Der Nachfrage, ob der deutsche Rekordmeister denn auf seine Zusage hoffen dürfe, begegnete der 23-Jährige mit einem weiteren Lächeln - und einer charmanten Abfuhr: "Das war’s für die Bayern-Fragen. Dankeschön." Auch Vater Souleymane, der die Gala seines Sohnes auf der Tribüne der Mainzer Arena begeistert mitverfolgt hatte, wollte nichts verraten. Die Familie Sané spielt auf Zeit.

Billiger ist der Stürmer am Dienstagabend aber sicher nicht geworden. Mit seinen unnachahmlichen Dribblings verzückte er die Fans, wenn er am Ball war, ging ein Raunen durchs Stadion. Als er seinen starken Auftritt nach zwei Abseitstoren endlich mit seinem fünften Länderspieltor krönte (88.), war der Jubel groß. Kaum zurück in der Kabine, ging das Werben der Bayern-Profis in der DFB-Auswahl um seine Gunst in die nächste Runde.

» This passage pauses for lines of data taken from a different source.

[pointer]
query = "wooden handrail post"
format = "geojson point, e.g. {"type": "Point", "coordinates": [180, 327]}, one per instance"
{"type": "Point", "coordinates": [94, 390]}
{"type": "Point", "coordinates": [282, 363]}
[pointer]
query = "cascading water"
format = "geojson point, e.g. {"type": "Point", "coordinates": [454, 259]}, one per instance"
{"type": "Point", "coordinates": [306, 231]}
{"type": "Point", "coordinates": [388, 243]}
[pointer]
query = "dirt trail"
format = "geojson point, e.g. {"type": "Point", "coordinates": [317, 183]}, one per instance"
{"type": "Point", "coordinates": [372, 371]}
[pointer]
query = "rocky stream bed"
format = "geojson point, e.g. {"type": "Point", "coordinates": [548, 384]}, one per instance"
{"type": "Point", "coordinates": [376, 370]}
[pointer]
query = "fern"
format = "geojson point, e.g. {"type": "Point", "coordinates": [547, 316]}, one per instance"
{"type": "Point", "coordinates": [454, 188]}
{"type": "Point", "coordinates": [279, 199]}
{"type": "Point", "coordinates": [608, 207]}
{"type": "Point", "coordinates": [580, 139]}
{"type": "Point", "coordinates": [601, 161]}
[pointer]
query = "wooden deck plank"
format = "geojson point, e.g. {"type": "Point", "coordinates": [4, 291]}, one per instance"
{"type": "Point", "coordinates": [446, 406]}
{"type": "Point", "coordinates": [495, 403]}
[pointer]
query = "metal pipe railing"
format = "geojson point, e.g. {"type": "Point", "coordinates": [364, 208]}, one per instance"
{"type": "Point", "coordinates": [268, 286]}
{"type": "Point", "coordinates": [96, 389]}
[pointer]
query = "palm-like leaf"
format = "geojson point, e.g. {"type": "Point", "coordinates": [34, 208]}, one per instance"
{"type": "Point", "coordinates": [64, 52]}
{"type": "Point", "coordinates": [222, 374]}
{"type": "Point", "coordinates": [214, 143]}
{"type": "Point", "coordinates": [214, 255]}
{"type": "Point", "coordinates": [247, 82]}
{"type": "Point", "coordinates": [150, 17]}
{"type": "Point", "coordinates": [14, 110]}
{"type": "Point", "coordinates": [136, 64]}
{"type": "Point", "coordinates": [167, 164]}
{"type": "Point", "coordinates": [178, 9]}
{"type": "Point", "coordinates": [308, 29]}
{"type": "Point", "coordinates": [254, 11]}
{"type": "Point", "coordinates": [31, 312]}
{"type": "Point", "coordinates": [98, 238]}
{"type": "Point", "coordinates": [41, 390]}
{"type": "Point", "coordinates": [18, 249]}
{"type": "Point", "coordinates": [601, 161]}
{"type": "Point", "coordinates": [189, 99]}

"Er kann gerne kommen", sagte Joshua Kimmich und grinste breit. Leon Goretzka betonte, er würde sich "sehr freuen", wenn sein früherer Schalke-Kumpel von Manchester City käme. "Er ist ein sehr guter Freund und würde uns sportlich weiterhelfen. Ich habe ihm aufgezeigt, dass das ein guter Schritt für ihn wäre." Auch der Münchner Serge Gnabry, mit dem sich Sané im DFB-Dreizack um Marco Reus so blendend versteht - in Mainz kamen sie zusammen auf fünf Treffer -, hatte dem Kollegen in dieser Woche bereits Avancen gemacht.

Sanés City-Kollege Ilkay Gündogan hielt dagegen. "Leroy mag mich sehr und will es genießen, mit mir noch ein paar Jahre zusammenzuspielen", sagte er mit einem Schmunzeln.

Geht es nach den Bayern-Bossen, soll dies ab Sommer in München sein. Für ihren Königstransfer haben sie sogar Leipzigs Timo Werner in die Warteschleife geschickt, der auch in der DFB-Stürmerhierarchie aktuell klar hinter Sané steht. "Ein Transfer ist immer ein Drei-Parteien-Geschäft. Erst muss sich der Spieler entscheiden, wo er seine Zukunft sieht", sagte Vorstandschef Karl-Heinz Rummenigge. Ein konkretes Angebot an City gibt es daher noch nicht. Sanés Familie, so ist zu hören, tendiert zu einer Rückkehr nach Deutschland. Doch sein neues Management um Ex-Superstar David Beckham denkt offenbar eher an eine Verlängerung in Manchester.